Use InferenceService to deploy a transformer - Alibaba Cloud Service Mesh

Transformer is an InferenceService component that is used for pre-processing, post-processing, and model inference. InferenceService communicates with a transformer by using the REST protocol. A transformer can easily transform raw input data into the format required by the model server so that end-to-end data processing and model inference can be implemented.

Prerequisites

You can run basic inference services as expected in your environment. For more information, see Integrate the cloud-native inference service KServe with ASM.

Note

Different KServe versions may require different input data formats. In this example, KServe 0.10 is used. For more information, see Deploy Transformer with InferenceService.

Step 1: Create a transformer Docker image

Method 1: Under the kserve/python directory of KServe on GitHub, create a transformer Docker image by using Dockerfile.

cd python
docker build -t $DOCKER_USER/image-transformer:latest -f custom_transformer.Dockerfile .

docker push {username}/image-transformer:latest

Method 2: Use an existing image.

 asm-registry.cn-hangzhou.cr.aliyuncs.com/asm/kserve-image-custom-transformer:0.10

Step 2: Use REST predictor to deploy InferenceService

By default, InferenceService uses TorchServe to serve the PyTorch models, and the models are loaded from a model repository. In this example, the model repository has a MNIST model.

Create a transformer-new.yaml file that contains the following content:

apiVersion: serving.kserve.io/v1beta1
kind: InferenceService
metadata:
  name: torch-transformer
spec:
  predictor:
    model:
      modelFormat:
        name: pytorch
      storageUri: gs://kfserving-examples/models/torchserve/image_classifier/v1
  transformer:
    containers:
      - image: asm-registry.cn-hangzhou.cr.aliyuncs.com/asm/kserve-image-custom-transformer:0.10
        name: kserve-container
        command:
          - "python"
          - "-m"
          - "model"
        args:
          - --model_name
          - mnist

Run the following command to deploy InferenceService:
```
kubectl apply -f transformer-new.yaml
```

Step 3: Run a prediction

Verify the request input payload.

Encode the content of the following image to Base64 and save it as the following input.json file.

{
    "instances":[
       {
          "image":{
            "b64": "iVBORw0KGgoAAAANSUhEUgAAABwAAAAcCAAAAABXZoBIAAAAw0lEQVR4nGNgGFggVVj4/y8Q2GOR83n+58/fP0DwcSqmpNN7oOTJw6f+/H2pjUU2JCSEk0EWqN0cl828e/FIxvz9/9cCh1zS5z9/G9mwyzl/+PNnKQ45nyNAr9ThMHQ/UG4tDofuB4bQIhz6fIBenMWJQ+7Vn7+zeLCbKXv6z59NOPQVgsIcW4QA9YFi6wNQLrKwsBebW/68DJ388Nun5XFocrqvIFH59+XhBAxThTfeB0r+vP/QHbuDCgr2JmOXoSsAAKK7bU3vISS4AAAAAElFTkSuQmCC"
          }
       }
    ]
}

Access the model service over an ingress gateway.

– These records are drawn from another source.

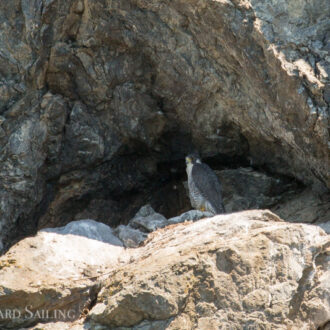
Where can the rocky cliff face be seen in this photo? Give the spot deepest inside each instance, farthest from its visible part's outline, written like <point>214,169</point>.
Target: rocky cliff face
<point>246,270</point>
<point>100,100</point>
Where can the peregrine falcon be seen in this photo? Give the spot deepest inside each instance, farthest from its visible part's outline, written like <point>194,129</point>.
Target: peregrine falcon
<point>204,186</point>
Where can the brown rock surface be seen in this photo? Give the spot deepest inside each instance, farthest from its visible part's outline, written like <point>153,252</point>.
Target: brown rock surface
<point>97,95</point>
<point>247,269</point>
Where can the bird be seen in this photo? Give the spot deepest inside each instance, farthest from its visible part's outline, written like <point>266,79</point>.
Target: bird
<point>204,186</point>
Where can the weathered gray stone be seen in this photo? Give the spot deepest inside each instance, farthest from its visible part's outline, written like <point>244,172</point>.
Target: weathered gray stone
<point>97,96</point>
<point>192,215</point>
<point>131,237</point>
<point>88,228</point>
<point>148,220</point>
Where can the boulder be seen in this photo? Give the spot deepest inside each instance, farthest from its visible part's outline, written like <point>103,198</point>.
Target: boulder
<point>99,101</point>
<point>242,270</point>
<point>148,220</point>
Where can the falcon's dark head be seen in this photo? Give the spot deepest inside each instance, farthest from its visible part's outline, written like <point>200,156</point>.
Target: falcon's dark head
<point>193,158</point>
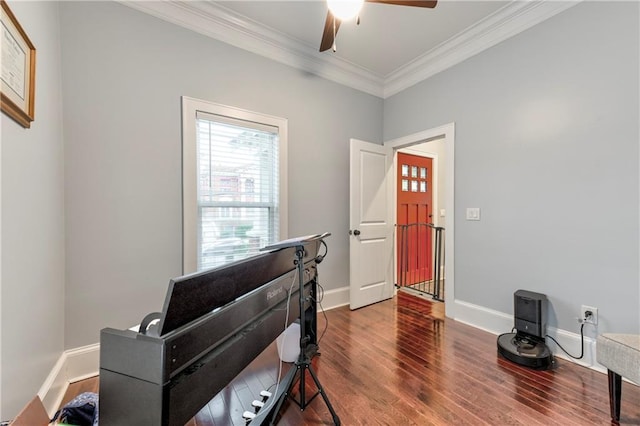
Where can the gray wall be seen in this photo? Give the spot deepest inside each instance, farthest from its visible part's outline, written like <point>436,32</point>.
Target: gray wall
<point>547,146</point>
<point>123,75</point>
<point>32,280</point>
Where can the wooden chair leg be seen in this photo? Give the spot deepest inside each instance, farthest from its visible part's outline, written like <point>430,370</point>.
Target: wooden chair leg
<point>615,388</point>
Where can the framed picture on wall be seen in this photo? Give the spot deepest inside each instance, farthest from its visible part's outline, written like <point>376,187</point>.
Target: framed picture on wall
<point>18,70</point>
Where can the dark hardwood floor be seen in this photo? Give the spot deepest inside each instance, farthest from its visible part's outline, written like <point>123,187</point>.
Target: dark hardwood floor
<point>400,362</point>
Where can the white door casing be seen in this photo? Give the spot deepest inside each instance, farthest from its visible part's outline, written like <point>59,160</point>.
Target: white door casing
<point>370,223</point>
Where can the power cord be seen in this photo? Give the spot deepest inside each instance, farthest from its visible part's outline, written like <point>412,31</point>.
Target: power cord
<point>326,319</point>
<point>581,340</point>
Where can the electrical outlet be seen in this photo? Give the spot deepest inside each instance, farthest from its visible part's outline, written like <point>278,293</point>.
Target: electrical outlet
<point>589,319</point>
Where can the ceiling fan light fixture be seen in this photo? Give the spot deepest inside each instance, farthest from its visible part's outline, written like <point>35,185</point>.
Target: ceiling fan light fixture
<point>345,9</point>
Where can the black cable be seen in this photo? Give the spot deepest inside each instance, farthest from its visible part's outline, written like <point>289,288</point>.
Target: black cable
<point>581,340</point>
<point>326,319</point>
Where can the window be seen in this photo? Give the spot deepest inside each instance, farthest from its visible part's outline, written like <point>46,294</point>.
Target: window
<point>234,183</point>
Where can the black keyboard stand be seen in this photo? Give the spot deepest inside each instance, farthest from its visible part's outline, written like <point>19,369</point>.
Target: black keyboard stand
<point>303,364</point>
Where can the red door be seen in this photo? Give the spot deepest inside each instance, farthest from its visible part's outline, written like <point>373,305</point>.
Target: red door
<point>414,213</point>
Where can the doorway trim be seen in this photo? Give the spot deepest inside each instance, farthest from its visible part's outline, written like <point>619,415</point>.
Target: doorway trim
<point>447,133</point>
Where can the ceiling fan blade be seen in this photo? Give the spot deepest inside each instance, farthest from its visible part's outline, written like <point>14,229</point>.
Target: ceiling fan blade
<point>328,35</point>
<point>415,3</point>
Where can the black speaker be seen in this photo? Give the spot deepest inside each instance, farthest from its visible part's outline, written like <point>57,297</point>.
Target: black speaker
<point>530,314</point>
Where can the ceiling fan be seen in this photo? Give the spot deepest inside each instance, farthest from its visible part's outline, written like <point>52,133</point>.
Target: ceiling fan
<point>342,10</point>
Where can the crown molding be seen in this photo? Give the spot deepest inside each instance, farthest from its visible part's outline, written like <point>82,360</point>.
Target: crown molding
<point>218,22</point>
<point>505,23</point>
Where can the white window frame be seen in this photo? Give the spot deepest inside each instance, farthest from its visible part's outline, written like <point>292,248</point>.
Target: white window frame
<point>190,107</point>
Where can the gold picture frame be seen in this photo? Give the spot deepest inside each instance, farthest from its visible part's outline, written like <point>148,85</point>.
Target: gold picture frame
<point>18,78</point>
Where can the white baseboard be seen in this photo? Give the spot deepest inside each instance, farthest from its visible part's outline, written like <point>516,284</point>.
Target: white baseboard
<point>73,365</point>
<point>496,322</point>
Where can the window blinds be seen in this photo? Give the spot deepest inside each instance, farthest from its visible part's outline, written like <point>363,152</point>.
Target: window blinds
<point>237,194</point>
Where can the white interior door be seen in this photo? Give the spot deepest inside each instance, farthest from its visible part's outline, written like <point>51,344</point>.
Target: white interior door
<point>370,224</point>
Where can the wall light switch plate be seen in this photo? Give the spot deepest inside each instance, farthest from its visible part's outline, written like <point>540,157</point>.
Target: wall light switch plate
<point>473,213</point>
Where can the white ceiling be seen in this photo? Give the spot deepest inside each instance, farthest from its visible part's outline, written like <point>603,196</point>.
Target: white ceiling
<point>388,36</point>
<point>393,48</point>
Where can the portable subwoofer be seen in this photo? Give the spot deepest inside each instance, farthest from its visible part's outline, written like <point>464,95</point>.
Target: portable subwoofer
<point>527,345</point>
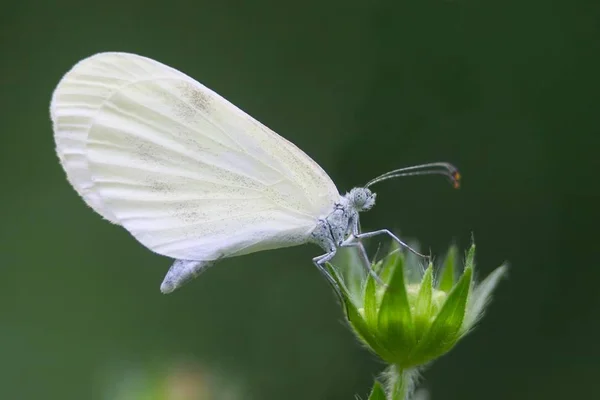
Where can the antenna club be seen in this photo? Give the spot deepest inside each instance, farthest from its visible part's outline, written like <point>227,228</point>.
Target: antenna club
<point>456,177</point>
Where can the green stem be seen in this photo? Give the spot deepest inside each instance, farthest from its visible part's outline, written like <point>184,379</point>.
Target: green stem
<point>400,382</point>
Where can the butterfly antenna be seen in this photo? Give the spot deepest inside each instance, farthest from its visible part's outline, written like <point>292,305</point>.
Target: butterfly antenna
<point>437,168</point>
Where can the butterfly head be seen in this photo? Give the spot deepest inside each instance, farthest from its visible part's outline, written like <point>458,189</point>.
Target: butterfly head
<point>361,199</point>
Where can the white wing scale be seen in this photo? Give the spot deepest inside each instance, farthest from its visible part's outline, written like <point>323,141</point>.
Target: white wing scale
<point>190,175</point>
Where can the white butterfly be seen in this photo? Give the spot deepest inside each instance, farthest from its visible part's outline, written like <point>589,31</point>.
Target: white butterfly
<point>190,175</point>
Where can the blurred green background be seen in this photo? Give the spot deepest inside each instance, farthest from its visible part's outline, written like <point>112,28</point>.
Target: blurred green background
<point>506,90</point>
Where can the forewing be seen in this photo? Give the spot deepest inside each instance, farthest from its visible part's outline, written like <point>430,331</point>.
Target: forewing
<point>187,173</point>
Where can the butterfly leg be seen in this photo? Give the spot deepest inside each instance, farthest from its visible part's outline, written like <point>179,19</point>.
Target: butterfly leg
<point>390,234</point>
<point>350,242</point>
<point>319,262</point>
<point>181,272</point>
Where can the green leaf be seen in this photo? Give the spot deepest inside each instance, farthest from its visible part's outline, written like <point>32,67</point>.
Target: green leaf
<point>389,264</point>
<point>377,393</point>
<point>470,259</point>
<point>481,297</point>
<point>448,275</point>
<point>394,319</point>
<point>370,303</point>
<point>357,323</point>
<point>444,332</point>
<point>422,314</point>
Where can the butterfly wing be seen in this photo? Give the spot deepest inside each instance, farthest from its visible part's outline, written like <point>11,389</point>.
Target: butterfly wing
<point>190,175</point>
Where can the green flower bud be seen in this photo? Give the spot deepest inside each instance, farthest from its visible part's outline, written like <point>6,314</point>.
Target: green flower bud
<point>410,322</point>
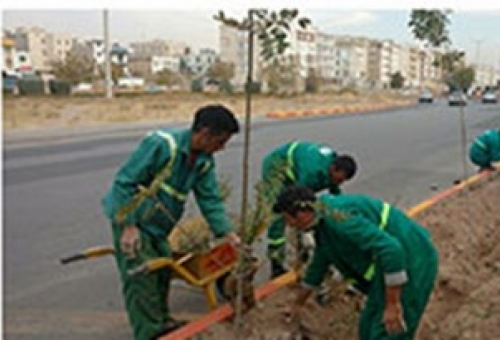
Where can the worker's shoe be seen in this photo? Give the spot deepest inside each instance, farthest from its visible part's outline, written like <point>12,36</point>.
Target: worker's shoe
<point>277,269</point>
<point>170,326</point>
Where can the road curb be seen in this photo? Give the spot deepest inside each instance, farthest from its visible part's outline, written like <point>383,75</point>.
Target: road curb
<point>333,110</point>
<point>225,311</point>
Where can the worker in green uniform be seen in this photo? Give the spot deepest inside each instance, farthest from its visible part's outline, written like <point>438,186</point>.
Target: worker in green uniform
<point>311,164</point>
<point>485,149</point>
<point>146,200</point>
<point>389,255</point>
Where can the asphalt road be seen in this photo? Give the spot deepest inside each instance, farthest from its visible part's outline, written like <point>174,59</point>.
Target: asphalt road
<point>53,187</point>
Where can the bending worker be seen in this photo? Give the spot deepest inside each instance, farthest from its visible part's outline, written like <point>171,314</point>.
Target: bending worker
<point>313,165</point>
<point>485,149</point>
<point>146,200</point>
<point>389,255</point>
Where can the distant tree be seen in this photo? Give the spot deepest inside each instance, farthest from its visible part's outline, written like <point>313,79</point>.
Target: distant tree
<point>430,26</point>
<point>397,80</point>
<point>168,77</point>
<point>272,29</point>
<point>221,71</point>
<point>116,72</point>
<point>75,68</point>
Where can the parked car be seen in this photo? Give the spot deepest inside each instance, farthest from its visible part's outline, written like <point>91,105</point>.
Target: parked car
<point>489,97</point>
<point>426,97</point>
<point>457,98</point>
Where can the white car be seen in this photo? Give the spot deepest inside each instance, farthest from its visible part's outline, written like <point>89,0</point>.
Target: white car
<point>489,98</point>
<point>457,98</point>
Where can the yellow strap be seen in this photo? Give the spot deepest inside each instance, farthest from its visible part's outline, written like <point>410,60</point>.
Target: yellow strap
<point>156,184</point>
<point>384,217</point>
<point>277,241</point>
<point>173,146</point>
<point>289,156</point>
<point>481,144</point>
<point>173,192</point>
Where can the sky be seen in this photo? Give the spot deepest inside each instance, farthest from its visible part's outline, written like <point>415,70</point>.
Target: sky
<point>474,27</point>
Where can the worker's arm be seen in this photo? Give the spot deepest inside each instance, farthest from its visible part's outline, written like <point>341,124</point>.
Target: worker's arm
<point>393,313</point>
<point>386,249</point>
<point>139,169</point>
<point>209,199</point>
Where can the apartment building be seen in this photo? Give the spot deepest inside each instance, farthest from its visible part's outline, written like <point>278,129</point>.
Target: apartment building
<point>304,48</point>
<point>199,62</point>
<point>158,47</point>
<point>485,75</point>
<point>42,46</point>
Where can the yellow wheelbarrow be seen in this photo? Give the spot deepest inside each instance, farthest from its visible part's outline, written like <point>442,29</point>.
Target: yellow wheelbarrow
<point>206,270</point>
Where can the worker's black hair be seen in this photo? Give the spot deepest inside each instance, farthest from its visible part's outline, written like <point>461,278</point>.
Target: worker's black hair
<point>347,164</point>
<point>293,199</point>
<point>216,118</point>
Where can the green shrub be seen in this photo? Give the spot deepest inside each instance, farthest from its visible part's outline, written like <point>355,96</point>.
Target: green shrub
<point>59,87</point>
<point>31,86</point>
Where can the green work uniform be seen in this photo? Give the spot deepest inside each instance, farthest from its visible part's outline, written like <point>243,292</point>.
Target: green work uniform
<point>375,245</point>
<point>164,153</point>
<point>485,149</point>
<point>300,163</point>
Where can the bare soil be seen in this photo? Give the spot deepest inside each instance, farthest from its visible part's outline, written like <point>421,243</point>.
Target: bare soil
<point>464,306</point>
<point>49,111</point>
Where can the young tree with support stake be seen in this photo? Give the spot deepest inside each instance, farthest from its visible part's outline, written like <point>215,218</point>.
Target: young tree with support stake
<point>271,29</point>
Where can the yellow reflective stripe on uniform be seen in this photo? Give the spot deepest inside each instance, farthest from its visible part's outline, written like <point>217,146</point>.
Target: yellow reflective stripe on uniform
<point>173,192</point>
<point>480,144</point>
<point>289,156</point>
<point>173,152</point>
<point>205,167</point>
<point>171,142</point>
<point>384,217</point>
<point>276,241</point>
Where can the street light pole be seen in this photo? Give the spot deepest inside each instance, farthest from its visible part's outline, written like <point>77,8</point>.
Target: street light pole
<point>107,63</point>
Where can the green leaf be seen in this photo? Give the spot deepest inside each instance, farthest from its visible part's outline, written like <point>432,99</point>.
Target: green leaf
<point>304,22</point>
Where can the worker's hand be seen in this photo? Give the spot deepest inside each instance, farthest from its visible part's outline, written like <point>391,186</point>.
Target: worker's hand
<point>233,238</point>
<point>292,313</point>
<point>130,242</point>
<point>393,319</point>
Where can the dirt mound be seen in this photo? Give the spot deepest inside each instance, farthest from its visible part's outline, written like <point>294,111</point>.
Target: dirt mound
<point>465,305</point>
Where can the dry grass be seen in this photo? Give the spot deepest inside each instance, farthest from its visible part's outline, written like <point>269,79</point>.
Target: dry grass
<point>45,111</point>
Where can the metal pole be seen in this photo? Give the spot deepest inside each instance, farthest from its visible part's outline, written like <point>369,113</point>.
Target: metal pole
<point>107,63</point>
<point>245,162</point>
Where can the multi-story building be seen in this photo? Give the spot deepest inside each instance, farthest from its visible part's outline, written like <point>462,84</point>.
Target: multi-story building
<point>157,47</point>
<point>43,47</point>
<point>160,63</point>
<point>199,63</point>
<point>484,76</point>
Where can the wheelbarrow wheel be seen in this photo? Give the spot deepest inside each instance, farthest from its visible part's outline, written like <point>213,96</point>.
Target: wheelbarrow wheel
<point>220,285</point>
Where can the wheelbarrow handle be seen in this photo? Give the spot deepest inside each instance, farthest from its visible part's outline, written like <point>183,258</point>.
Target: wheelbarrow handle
<point>73,258</point>
<point>89,253</point>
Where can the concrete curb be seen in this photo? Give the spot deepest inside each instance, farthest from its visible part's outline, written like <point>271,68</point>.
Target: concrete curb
<point>334,110</point>
<point>225,311</point>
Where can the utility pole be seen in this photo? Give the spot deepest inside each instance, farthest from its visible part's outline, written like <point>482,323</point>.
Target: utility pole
<point>107,63</point>
<point>478,49</point>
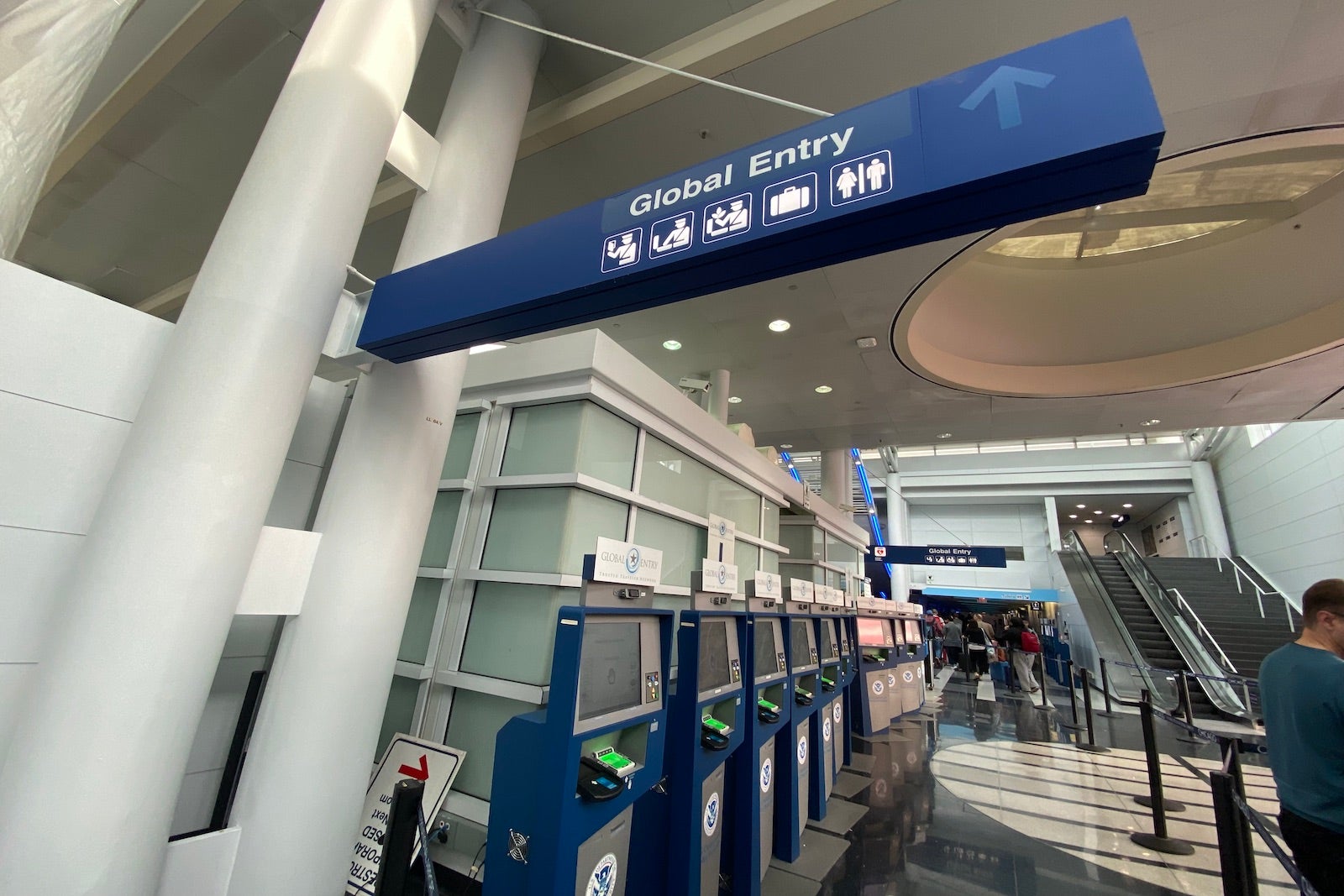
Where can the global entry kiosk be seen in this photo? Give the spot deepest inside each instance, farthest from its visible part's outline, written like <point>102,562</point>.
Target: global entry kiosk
<point>648,778</point>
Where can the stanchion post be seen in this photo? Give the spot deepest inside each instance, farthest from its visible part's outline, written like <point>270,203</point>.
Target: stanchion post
<point>400,841</point>
<point>1105,689</point>
<point>1231,848</point>
<point>1092,734</point>
<point>1158,841</point>
<point>1073,700</point>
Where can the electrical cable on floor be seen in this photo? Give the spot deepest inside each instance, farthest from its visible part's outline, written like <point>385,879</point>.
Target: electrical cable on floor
<point>669,70</point>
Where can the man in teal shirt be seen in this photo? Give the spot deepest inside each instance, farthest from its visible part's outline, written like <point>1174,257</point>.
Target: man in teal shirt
<point>1303,698</point>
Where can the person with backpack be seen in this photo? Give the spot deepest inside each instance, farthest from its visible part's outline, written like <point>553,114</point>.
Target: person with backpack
<point>1025,645</point>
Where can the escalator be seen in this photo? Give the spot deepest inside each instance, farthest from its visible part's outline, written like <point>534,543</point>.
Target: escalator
<point>1155,645</point>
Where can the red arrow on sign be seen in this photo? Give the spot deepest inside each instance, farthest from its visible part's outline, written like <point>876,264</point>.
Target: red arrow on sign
<point>418,774</point>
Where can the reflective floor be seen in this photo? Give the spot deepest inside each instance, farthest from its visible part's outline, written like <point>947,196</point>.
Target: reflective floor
<point>991,795</point>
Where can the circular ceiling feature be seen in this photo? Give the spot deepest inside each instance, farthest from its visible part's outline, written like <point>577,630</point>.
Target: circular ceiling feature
<point>1230,264</point>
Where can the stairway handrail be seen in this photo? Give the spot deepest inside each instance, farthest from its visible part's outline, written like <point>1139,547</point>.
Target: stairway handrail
<point>1183,606</point>
<point>1194,651</point>
<point>1074,543</point>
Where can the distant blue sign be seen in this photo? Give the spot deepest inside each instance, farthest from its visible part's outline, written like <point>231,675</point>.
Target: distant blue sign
<point>1052,128</point>
<point>960,555</point>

Run the following command to obtain the value of SERVICE_HOSTNAME:

SERVICE_NAME=torchserve-transformer
SERVICE_HOSTNAME=$(kubectl get inferenceservice $SERVICE_NAME -o jsonpath='{.status.url}' | cut -d "/" -f 3)
echo $SERVICE_HOSTNAME

Expected output:

torchserve-transformer.default.example.com

Run the following command to access the model service.

For more information about how to obtain the IP address of the ingress gateway, see Substep 1 Obtain the IP address of the ingress gateway of Step 3 in the "Use Istio resources to route traffic to different versions of a service" topic.

MODEL_NAME=mnist
INPUT_PATH=@./input.json
ASM_GATEWAY="XXXX" # Replace XXXX with the IP address of the ingress gateway. 
curl -v -H "Host: ${SERVICE_HOSTNAME}" -d $INPUT_PATH http://${ASM_GATEWAY}/v1/models/$MODEL_NAME:predict

Expected output:

> POST /v1/models/mnist:predict HTTP/1.1
> Host: torchserve-transformer.default.example.com
> User-Agent: curl/7.79.1
> Accept: */*
> Content-Length: 427
> Content-Type: application/x-www-form-urlencoded
> 
* Mark bundle as not supporting multiuse
< HTTP/1.1 200 OK
< content-length: 19
< content-type: application/json
< date: Mon, 13 Nov 2023 05:53:15 GMT
< server: istio-envoy
< x-envoy-upstream-service-time: 119
< 
* Connection #0 to host xxxx left intact
{"predictions":[2]}%

The output indicates that the access to the model service is successful.